31 ottobre 2017 ore 13:27, Marta Moriconi
Alla prova del governo, in molte città, le amministrazioni locali grilline hanno fatto fatica. Tanta fatica. Tra gaffe, litigi e sostituzioni il gradimento di importanti sindaci 5 stelle è precipitato, dopo il trionfo del giugno 2016. Due casi su tutti: Virginia Raggi e Chiara Appendino elette rispettivamente con il 67% e il 54,5% nei ballottaggi contro i dem Roberto Giachetti e Piero Fassino. Per loro percorsi differenti, ma risultati a oggi deludenti.

Roma, bilancio fallimentare Raggi: amministrazione flop M5S
A Roma i problemi per Virginia Raggi sono iniziati presto, a partire dalla composizione della giunta tra scelte sbagliate, dimissioni e sostituzioni record del numero di assessori.

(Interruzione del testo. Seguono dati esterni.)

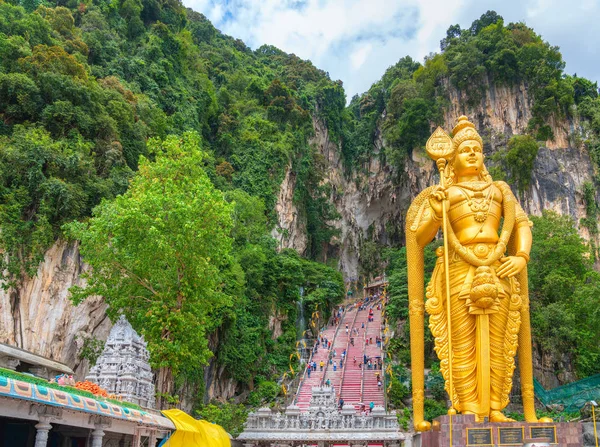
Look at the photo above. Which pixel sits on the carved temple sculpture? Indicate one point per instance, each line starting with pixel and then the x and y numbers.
pixel 322 424
pixel 122 368
pixel 480 281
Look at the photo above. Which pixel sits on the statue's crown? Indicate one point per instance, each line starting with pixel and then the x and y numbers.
pixel 463 131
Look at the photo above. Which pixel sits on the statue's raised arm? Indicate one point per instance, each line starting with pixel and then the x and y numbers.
pixel 477 295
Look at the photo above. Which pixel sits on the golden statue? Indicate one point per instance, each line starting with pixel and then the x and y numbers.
pixel 475 281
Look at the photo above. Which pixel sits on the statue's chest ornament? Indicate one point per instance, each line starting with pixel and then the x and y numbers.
pixel 477 201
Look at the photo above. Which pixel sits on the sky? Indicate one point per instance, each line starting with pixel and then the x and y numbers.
pixel 357 40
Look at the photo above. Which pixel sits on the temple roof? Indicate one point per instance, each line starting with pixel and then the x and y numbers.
pixel 33 359
pixel 18 389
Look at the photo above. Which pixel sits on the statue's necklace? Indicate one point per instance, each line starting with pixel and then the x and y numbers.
pixel 479 204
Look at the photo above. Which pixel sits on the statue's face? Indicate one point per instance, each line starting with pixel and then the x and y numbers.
pixel 469 158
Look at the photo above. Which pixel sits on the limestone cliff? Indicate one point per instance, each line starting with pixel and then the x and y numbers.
pixel 373 204
pixel 40 317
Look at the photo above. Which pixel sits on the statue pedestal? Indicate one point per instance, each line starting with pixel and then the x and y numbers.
pixel 466 432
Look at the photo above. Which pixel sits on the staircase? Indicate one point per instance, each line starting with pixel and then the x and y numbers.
pixel 355 383
pixel 370 391
pixel 318 377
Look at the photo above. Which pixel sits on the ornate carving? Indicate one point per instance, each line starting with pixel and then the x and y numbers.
pixel 123 367
pixel 322 422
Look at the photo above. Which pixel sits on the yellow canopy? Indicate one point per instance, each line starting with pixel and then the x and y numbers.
pixel 193 433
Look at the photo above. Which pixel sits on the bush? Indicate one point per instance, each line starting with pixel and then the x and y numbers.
pixel 228 415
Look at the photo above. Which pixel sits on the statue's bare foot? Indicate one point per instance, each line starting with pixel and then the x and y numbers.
pixel 423 426
pixel 477 418
pixel 497 416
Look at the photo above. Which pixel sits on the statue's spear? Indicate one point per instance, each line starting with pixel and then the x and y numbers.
pixel 439 148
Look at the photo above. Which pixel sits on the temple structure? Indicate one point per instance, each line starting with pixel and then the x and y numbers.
pixel 122 368
pixel 322 425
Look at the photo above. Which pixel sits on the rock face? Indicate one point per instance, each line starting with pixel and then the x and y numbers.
pixel 373 204
pixel 41 318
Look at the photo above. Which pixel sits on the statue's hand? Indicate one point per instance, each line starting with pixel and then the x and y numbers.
pixel 511 265
pixel 436 200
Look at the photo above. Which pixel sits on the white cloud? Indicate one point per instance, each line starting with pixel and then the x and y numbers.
pixel 356 40
pixel 359 56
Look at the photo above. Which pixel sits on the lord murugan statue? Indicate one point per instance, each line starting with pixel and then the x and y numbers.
pixel 477 297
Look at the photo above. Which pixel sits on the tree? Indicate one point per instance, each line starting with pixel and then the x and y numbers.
pixel 158 253
pixel 564 293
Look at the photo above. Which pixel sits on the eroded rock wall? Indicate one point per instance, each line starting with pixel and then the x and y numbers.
pixel 373 204
pixel 40 317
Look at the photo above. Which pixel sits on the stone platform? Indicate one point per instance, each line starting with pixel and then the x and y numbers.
pixel 466 432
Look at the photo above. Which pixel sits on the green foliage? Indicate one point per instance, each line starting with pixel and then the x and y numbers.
pixel 228 415
pixel 564 293
pixel 157 253
pixel 397 392
pixel 517 161
pixel 265 392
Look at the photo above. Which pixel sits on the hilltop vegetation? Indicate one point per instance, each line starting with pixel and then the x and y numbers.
pixel 100 100
pixel 86 89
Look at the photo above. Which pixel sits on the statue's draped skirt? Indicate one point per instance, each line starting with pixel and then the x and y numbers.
pixel 504 325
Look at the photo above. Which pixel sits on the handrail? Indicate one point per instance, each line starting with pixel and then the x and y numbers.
pixel 332 344
pixel 362 370
pixel 309 361
pixel 383 358
pixel 347 350
pixel 312 351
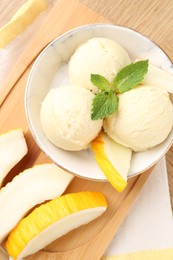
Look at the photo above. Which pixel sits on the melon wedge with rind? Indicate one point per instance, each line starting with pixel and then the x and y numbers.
pixel 114 160
pixel 28 189
pixel 53 220
pixel 13 148
pixel 22 18
pixel 159 78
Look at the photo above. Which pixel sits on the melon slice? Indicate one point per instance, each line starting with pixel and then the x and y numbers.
pixel 23 17
pixel 114 160
pixel 53 220
pixel 159 78
pixel 12 149
pixel 29 188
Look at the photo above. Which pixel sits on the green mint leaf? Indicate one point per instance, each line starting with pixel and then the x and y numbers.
pixel 100 82
pixel 130 76
pixel 104 104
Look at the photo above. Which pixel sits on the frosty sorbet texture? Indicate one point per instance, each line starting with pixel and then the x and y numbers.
pixel 97 56
pixel 66 118
pixel 143 120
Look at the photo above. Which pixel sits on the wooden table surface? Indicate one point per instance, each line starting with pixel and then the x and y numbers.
pixel 153 18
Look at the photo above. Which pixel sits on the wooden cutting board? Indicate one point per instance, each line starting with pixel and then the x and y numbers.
pixel 64 16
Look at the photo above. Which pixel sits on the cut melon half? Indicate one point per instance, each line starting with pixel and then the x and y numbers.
pixel 12 149
pixel 29 188
pixel 53 220
pixel 23 17
pixel 114 160
pixel 159 78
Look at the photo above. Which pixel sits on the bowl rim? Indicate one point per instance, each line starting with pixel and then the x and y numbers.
pixel 39 56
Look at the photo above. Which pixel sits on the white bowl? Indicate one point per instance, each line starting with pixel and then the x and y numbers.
pixel 42 78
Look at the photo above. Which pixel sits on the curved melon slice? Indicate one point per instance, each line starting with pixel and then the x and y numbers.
pixel 114 160
pixel 53 220
pixel 23 17
pixel 12 149
pixel 29 188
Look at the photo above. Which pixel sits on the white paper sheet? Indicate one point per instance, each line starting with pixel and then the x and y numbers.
pixel 149 224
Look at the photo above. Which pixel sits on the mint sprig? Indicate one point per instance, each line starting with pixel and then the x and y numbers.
pixel 130 76
pixel 104 104
pixel 105 101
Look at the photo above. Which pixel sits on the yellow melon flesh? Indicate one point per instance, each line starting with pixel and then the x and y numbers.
pixel 29 188
pixel 113 159
pixel 52 220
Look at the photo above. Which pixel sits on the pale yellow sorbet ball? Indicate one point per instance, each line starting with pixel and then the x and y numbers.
pixel 97 56
pixel 143 120
pixel 66 118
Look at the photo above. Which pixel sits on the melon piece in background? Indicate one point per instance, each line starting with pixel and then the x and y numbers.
pixel 21 19
pixel 12 149
pixel 28 189
pixel 159 78
pixel 114 160
pixel 53 220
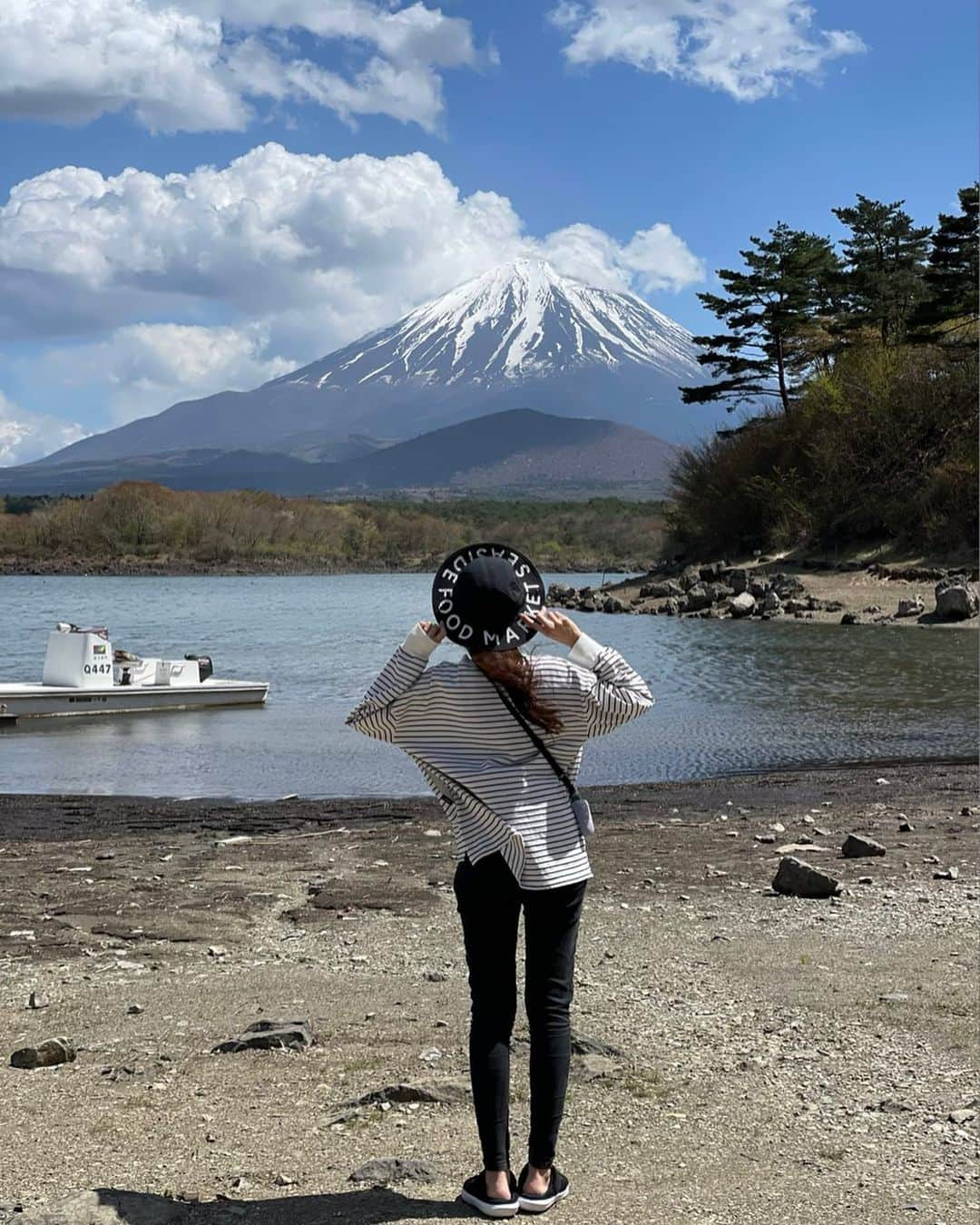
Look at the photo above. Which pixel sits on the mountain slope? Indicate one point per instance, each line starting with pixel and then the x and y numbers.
pixel 520 451
pixel 518 335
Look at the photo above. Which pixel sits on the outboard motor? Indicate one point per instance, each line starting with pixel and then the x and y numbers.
pixel 205 667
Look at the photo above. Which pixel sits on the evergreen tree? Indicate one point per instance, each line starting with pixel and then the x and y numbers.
pixel 885 260
pixel 776 311
pixel 949 310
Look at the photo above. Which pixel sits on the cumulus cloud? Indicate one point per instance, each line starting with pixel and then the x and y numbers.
pixel 294 254
pixel 201 65
pixel 749 49
pixel 147 367
pixel 26 436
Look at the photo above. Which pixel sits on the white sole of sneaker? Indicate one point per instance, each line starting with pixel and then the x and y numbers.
pixel 542 1206
pixel 496 1210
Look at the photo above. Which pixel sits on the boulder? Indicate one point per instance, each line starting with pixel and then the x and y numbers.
pixel 857 847
pixel 690 577
pixel 269 1035
pixel 741 604
pixel 697 598
pixel 45 1055
pixel 738 578
pixel 802 879
pixel 956 599
pixel 385 1170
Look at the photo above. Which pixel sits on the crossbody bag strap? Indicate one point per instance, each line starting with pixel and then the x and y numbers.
pixel 536 741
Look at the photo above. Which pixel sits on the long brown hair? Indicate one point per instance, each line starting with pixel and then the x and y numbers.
pixel 514 671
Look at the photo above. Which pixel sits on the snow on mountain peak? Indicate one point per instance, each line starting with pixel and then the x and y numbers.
pixel 518 320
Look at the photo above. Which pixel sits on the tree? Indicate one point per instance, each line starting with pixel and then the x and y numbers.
pixel 776 314
pixel 948 311
pixel 885 262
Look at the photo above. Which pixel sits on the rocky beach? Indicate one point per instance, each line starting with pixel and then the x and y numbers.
pixel 740 1051
pixel 769 590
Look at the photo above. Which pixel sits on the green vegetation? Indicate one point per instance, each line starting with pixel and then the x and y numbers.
pixel 136 525
pixel 868 363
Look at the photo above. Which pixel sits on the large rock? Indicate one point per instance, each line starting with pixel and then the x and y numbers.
pixel 858 847
pixel 395 1169
pixel 956 599
pixel 802 879
pixel 697 598
pixel 267 1035
pixel 45 1055
pixel 741 604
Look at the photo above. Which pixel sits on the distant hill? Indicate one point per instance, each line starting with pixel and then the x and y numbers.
pixel 520 450
pixel 518 335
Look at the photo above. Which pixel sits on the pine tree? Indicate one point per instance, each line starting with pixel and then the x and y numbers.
pixel 948 312
pixel 776 314
pixel 885 259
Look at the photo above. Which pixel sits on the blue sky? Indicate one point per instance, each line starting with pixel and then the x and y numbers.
pixel 636 142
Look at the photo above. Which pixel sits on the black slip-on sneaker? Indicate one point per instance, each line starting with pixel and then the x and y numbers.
pixel 475 1193
pixel 557 1189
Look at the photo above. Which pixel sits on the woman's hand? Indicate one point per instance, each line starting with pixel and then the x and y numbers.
pixel 436 632
pixel 553 625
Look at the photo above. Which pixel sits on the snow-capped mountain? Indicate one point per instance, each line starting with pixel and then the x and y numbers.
pixel 518 321
pixel 521 336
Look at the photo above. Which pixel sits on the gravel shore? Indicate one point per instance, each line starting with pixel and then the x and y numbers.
pixel 746 1055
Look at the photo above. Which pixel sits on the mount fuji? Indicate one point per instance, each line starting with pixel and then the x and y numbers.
pixel 520 336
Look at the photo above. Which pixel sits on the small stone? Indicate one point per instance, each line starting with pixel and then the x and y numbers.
pixel 395 1169
pixel 857 847
pixel 802 879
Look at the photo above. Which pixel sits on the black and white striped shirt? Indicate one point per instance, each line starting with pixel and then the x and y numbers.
pixel 497 790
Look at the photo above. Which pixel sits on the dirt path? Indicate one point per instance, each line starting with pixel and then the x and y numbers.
pixel 776 1055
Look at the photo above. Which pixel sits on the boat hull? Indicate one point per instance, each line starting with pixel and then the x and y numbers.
pixel 43 701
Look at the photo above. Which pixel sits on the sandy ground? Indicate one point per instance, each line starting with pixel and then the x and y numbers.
pixel 777 1056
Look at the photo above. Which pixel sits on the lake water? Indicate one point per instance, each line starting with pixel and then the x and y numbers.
pixel 730 696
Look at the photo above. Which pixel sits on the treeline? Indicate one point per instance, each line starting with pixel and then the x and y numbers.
pixel 864 357
pixel 146 524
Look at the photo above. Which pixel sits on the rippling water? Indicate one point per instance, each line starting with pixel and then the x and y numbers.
pixel 730 696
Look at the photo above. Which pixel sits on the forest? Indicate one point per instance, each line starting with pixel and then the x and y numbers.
pixel 136 525
pixel 854 369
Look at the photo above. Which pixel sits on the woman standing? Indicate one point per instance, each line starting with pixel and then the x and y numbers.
pixel 499 737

A incrinare l'immagine della sindaca è stato subito il caso Marra, fedelissimo della Raggi, arrestato per corruzione. Un inizio difficilissimo, come da lei stesso ammesso, poi una leggera ripresa, ma la Giunta dopo 16 mesi ancora stenta, anche a causa dei continui cambiamenti. Troppe poche le delibere che arrivano in Assemblea Capitolina, vero termometro del funzionamento della macchina amministrativa.

"Hanno una classe dirigente inesperta e con pochi tecnici", questo il leitmotiv che da mesi si ascolta nei corridoi del Campidoglio. Che si trattasse di una sfida difficile era cosa nota, con un Comune con 13 miliardi di debito sul groppone, ma troppe volte si è scelta la strada del no a prescindere, come nel caso delle Olimpiadi, che avrebbero consentito alla città di ricevere ingenti fondi da parte del governo. Telenovela infinita anche per  lo stadio della Roma con l'ok arrivato dopo mesi di tira e molla, in cambio di sostanziali modifiche, e una situazione ora in preoccupante stand by. In sostanza la discontinuità annunciata in campagna elettorale non si è vista. Anzi. Alcuni settori sono peggiorati, a partire dalla mobilità, con la pesante crisi dell'Atac, per arrivare all'ambiente: topi nei parchi, invasione di zanzare (vedi virus Chikungunya), cinghiali per le strade, cassonetti stracolmi, spazi verdi trasformati in giungle, ville abbandonate e sporcizia record. Altri tasti dolenti l'annunciata chiusura dei campi Rom, i cui tempi si stanno dilatando a dismisura e il bilancio bocciato lo scorso settembre dall'Oref (organismo di revisione economica e finanziaria).

Roma, bilancio fallimentare Raggi: amministrazione flop M5S
Percorso inverso invece per Chiara Appendino. Buon inizio, gradimento alto, poi il primo pesante scivolone, a giugno, sull'organizzazione in piazza San Carlo del maxischermo per la finale di Champions League con centinaia di feriti e un donna di 38 anni che ha perso la vita. Il mese nero per Chiara Appendino però è stato ottobre 2017. Prima indagata dalla procura per falso ideologico in atto pubblico, in relazione al bilancio di assestamento del 2016, poi le dimissioni di Paolo Giordana, capo di gabinetto della sindaca dopo la pubblicazione delle intercettazioni delle telefonate in cui chiedeva di togliere una multa a un amico.

Problemi giudiziari anche per il sindaco 5 Stelle di Livorno Filippo Nogarin, eletto nel 2014, coinvolto in un'inchiesta sulla gestione dei rifiuti. Lui stesso ha annunciato su Facebook il 27 ottobre scorso di essere indagato per turbativa d'asta. "Mi è stato infatti recapitato a casa un atto con cui il Pm ha chiesto la proroga di 6 mesi per le indagini su quanto avvenuto il 27 febbraio del 2017".
La domanda che sondaggisti e analisti politici si pongono da mesi è se e quanto questi problemi a livello locale incideranno
sul fedele elettorato grillino in vista del voto nazionale. Per avere una risposta bisognerà attendere marzo 2018.